• 2
    hayatımda izlediğim en muhteşem tenis maçıdır ve bunun sebebi kesinlikle maçın kalitesi, maçtaki mücadele falan değildir (kalite ve mücadelenin tenis bilgim çerçevesinde iyi olduğunu söyleyebilmeme rağmen). hani moda bir tabir var ya öyküsü olan maç falan diye, sanki her şeyin bir öyküsü yazılamazmış gibi, işte gerçekten bu maçın öyküsü maçı müthiş kıldı benim açımdan.

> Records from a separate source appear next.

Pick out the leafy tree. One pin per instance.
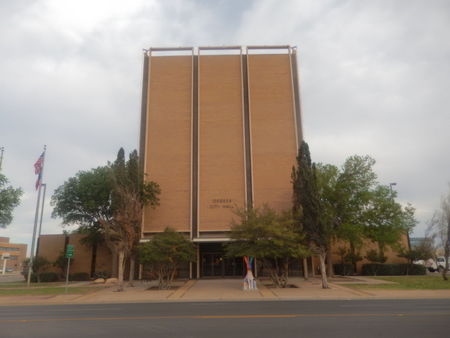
(61, 263)
(94, 236)
(385, 219)
(439, 230)
(376, 257)
(165, 252)
(9, 199)
(40, 264)
(327, 180)
(111, 197)
(130, 193)
(85, 199)
(355, 181)
(312, 213)
(270, 237)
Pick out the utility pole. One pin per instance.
(2, 149)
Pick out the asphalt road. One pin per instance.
(352, 318)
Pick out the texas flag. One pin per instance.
(38, 167)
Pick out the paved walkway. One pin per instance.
(227, 290)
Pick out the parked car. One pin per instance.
(440, 262)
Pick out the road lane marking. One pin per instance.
(227, 317)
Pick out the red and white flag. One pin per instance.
(38, 168)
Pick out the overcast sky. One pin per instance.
(375, 79)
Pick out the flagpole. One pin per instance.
(40, 220)
(36, 216)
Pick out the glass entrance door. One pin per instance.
(212, 264)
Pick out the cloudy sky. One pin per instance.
(375, 79)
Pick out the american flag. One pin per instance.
(38, 166)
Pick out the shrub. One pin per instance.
(79, 276)
(102, 274)
(343, 269)
(392, 269)
(47, 277)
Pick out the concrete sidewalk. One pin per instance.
(225, 290)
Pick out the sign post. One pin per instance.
(69, 255)
(5, 257)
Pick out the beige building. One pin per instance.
(220, 129)
(11, 255)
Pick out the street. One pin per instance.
(352, 318)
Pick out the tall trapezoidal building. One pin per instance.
(220, 129)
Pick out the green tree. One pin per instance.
(84, 200)
(9, 199)
(386, 221)
(130, 193)
(164, 253)
(113, 197)
(327, 179)
(439, 230)
(308, 207)
(61, 264)
(40, 264)
(355, 181)
(271, 237)
(93, 237)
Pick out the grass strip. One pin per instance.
(406, 283)
(46, 291)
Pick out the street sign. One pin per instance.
(69, 251)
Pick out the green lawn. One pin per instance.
(406, 283)
(24, 285)
(45, 291)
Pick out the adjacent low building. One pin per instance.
(11, 255)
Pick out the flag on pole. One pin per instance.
(38, 167)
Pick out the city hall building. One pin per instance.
(220, 129)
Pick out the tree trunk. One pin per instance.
(305, 268)
(114, 264)
(446, 253)
(132, 265)
(353, 253)
(323, 270)
(121, 261)
(93, 258)
(329, 263)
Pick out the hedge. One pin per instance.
(399, 269)
(79, 276)
(343, 269)
(47, 277)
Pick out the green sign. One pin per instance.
(69, 251)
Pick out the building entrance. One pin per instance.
(213, 262)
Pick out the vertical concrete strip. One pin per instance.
(298, 108)
(247, 139)
(143, 130)
(194, 188)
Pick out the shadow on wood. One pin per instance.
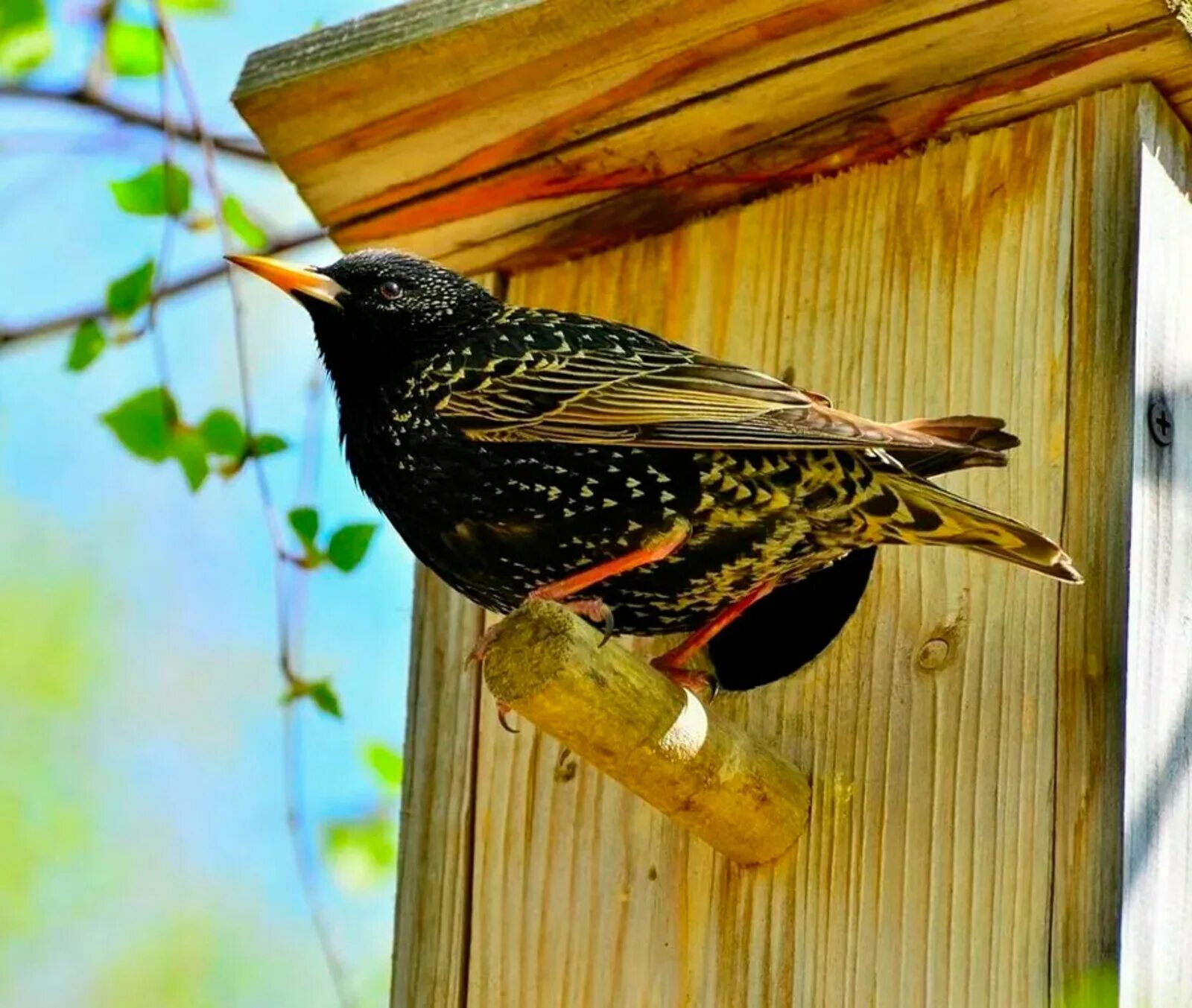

    goran ivanisevic'in wimbledon tenis turnuvası'nda finallere gelip hiç şampiyon olamaması (4. finaliydi yanılmıyorsam), patrick rafter'ın üst üste ikinci kez finale gelmesi ve dahası tenisi bırakacak olması nedeniyle onun da şampiyonluk için son şansı olması, yağmur yüzünden ertelenen maçların finali pazartesine denk getirmesi, bu nedenle finale bilet alanların önemli bir kısmının biletlerini iade etmesi nedeniyle özellikle hırvat taraftarların kalkıp maça gelmeleri, ortamın futbol maçı gibi olması, goran ivanisevic'in ağlayarak attığı maç sayıları, patrick rafter'ın değişik ruh hali içerisinde direnmeye çalışması ilk anda aklıma gelenler.

    ve tabii ki şampiyonun turnuvaya esasen katılamayacakken wild card ile katılmış olması ile kupayı aldıktan sonraki konuşmasında drazen petrovic'i anması, bir nevi şampiyonluğu ona adaması maçın unutulmaz ayrıntılarıydı.

    her daim zevkli olan avustralya-hırvatistan rekabeti de (böyle bir rekabet elbette yok ama avustralya'daki hırvat asıllı insanlar ve bunlar arasından çeşitli spor müsabakalarında avustralya'yı temsil edenleri olunca durum değişik bir hal alıyor) maça benim gözümde bir renk katmıştı.

    sonuç olarak iki finalistin de özel hayranı olmasam da o günkü maçtan sonra ikisini de takdir ettim, tarihe geçen bu maçta kesinlikle oyuncuların isimlerinin de payı büyüktü. kimbilir belki bu maçı benim için unutulmaz kılan nokta hem tenisi en yoğun olarak izlediğim 3-5 yıla denk gelmesi, hem de neden andre agassi'yi pete sampras'dan çok sevdiğimin cevabı.